On the mainland, the Shanghai Composite eked out gains of 0.08% to 2,917.76, and the smaller, technology-heavy Shenzhen Composite slid 0.13% to 1,548.92.
South Korea’s Kospi was 1.06% higher at 2,080.58, while the Hang Seng Index in Hong Kong was 0.81% higher at 28,431.80.
Both of the blue-chip technology stocks were higher in Seoul, with Samsung Electronics up 1.43%, and chipmaker SK Hynix ahead 3.57%.
Regional tensions continued to simmer between Japan and South Korea, with Seoul announcing that it would allocate KRW 300bn to deal with export restrictions implemented by Tokyo.
Last week, Japan’s administration said it would tighten restrictions on the export of materials used by Korean firms to make silicon chips and smartphone screens, as the two countries continued their dispute over Koreans being forced to work for Japan-owned companies during the Second World War.

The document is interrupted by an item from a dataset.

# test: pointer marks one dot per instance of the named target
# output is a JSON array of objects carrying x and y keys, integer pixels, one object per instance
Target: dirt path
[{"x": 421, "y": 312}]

Investors also looked across the Pacific Ocean, after Federal Reserve chair Jerome Powell told the House Financial Services Committee that business investments had slowed “notably” across the country in recent months amid ongoing uncertainties.
“Many FOMC participants saw that the case for a somewhat more accommodative monetary policy had strengthened,” Powell said in his semi-annual testimony.
“Since then, based on incoming data and other developments, it appears that uncertainties around trade tensions and concerns about the strength of the global economy continue to weigh on the US economic outlook.”
That led to a number of market watchers stating it had become clearer that a rate cut was on the cards, though it was more likely to be 25 basis points, rather than the 50 basis points predicted before last week’s surprisingly positive nonfarm payrolls data.
“In the wake of Powell’s first day of testimony, the market sees a 25-basis-point cut as largely granted,” said London Capital Group senior market analyst Ipek Ozkardeskaya.
“On top, the activity on the US treasury markets suggests that there are 25% chances for a 50-basis-point cut by the end of this month … up from nearly 5% before Powell’s speech.
“And indeed, if Powell chose to deliver a dovish testimony on top of what has been already priced in by the markets, then he could pull out more of his hat at the July meeting.”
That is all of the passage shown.